Emma Chamberlain explains: “The new rule will be most useful for those people who find themselves inadvertently caught by POAT even though they did not intend to do any inheritance tax planning. For example, a mother who gave some cash to help her son buy a house and then later moved into the house with him might be caught by the income tax charge without knowing this. Similarly, families who sell a share in the house to each other are caught by POAT even though no inheritance tax is saved. Such people will now be able to elect late although it is likely that they will still need to elect within a reasonable time of becoming aware of the need to do so.”
Notes to Editors
Since POAT is payable where the value of an asset exceeds, roughly, £100,000, and inheritance tax does not begin to be payable until a person’s estate exceeds £300,000 (in 2007-08), it is clearly advantageous for those whose estates are valued at between those figures to make the election. In addition, the inheritance tax in this case would be payable on death, while POAT is an annual tax on income while the taxable person is still living.
The law prescribes a time limit for making the election – 31 January following the tax year in which the charge arose.
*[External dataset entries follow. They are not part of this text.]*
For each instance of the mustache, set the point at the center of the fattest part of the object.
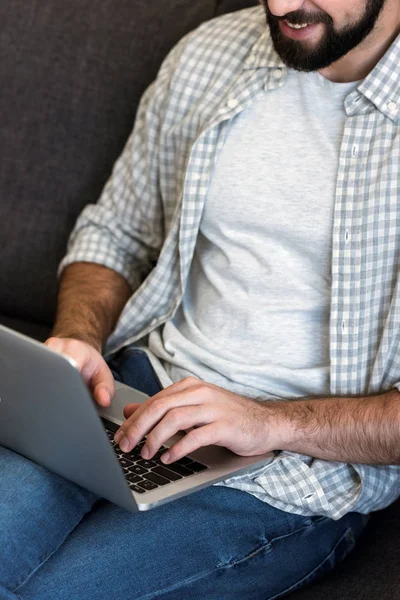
(298, 17)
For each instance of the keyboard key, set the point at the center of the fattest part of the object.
(148, 464)
(137, 469)
(133, 455)
(156, 478)
(148, 485)
(164, 472)
(184, 471)
(125, 462)
(197, 467)
(133, 478)
(136, 488)
(184, 461)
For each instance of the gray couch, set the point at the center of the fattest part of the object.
(71, 75)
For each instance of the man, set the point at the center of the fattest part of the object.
(247, 244)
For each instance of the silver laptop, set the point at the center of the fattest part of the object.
(47, 414)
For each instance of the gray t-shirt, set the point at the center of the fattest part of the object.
(255, 314)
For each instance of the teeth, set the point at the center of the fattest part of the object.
(295, 26)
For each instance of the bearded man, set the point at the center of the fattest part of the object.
(246, 246)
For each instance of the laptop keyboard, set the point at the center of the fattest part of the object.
(145, 475)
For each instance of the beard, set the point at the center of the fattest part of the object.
(333, 44)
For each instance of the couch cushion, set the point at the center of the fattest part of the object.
(38, 331)
(231, 5)
(71, 75)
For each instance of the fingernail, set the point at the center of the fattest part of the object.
(124, 444)
(165, 457)
(118, 436)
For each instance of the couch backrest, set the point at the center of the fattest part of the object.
(71, 76)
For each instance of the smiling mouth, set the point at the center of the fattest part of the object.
(296, 26)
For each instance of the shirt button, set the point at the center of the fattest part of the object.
(392, 107)
(232, 103)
This means that, for a charge first arising in 2005-06, 31 January 2007 was meant to be the last date by which a person could opt into inheritance tax instead of paying POAT.
The Chartered Institute of Taxation (CIOT) is a registered charity (number 1037771) and is the leading professional body in the United Kingdom concerned solely with taxation. The CIOT deals with all aspects of direct and indirect taxation. Its primary purpose is to promote education in and the study of the administration and practice of taxation. One of its key aims is to achieve a better, more efficient, tax system for all affected by it – taxpayers, advisers and the authorities. The CIOT’s comments and recommendations on tax issues are made solely in order to achieve its aims: it is entirely apolitical in its work. The 14,000 members of the CIOT have the practising title of ‘Chartered Tax Adviser’.
The Institute was established in 1930 and received its Royal Charter in 1994. It is a United Kingdom member of the Confédération Fiscale Européenne (CFE), the umbrella body for 150,000 tax advisers in Europe. As part of its charitable activities, the CIOT also sponsors the Low Incomes Tax Reform Group that works to improve and simplify the tax system so as to make it more responsive to the needs of those who cannot afford to pay for tax advice. The Institute offers the Advanced Diploma in International Taxation as a specialist qualification for international tax practitioners primarily working in corporate tax.
The Low Incomes Tax Reform Group is an initiative of the CIOT which gives a voice to those who cannot afford to pay for help with tax and tax credits.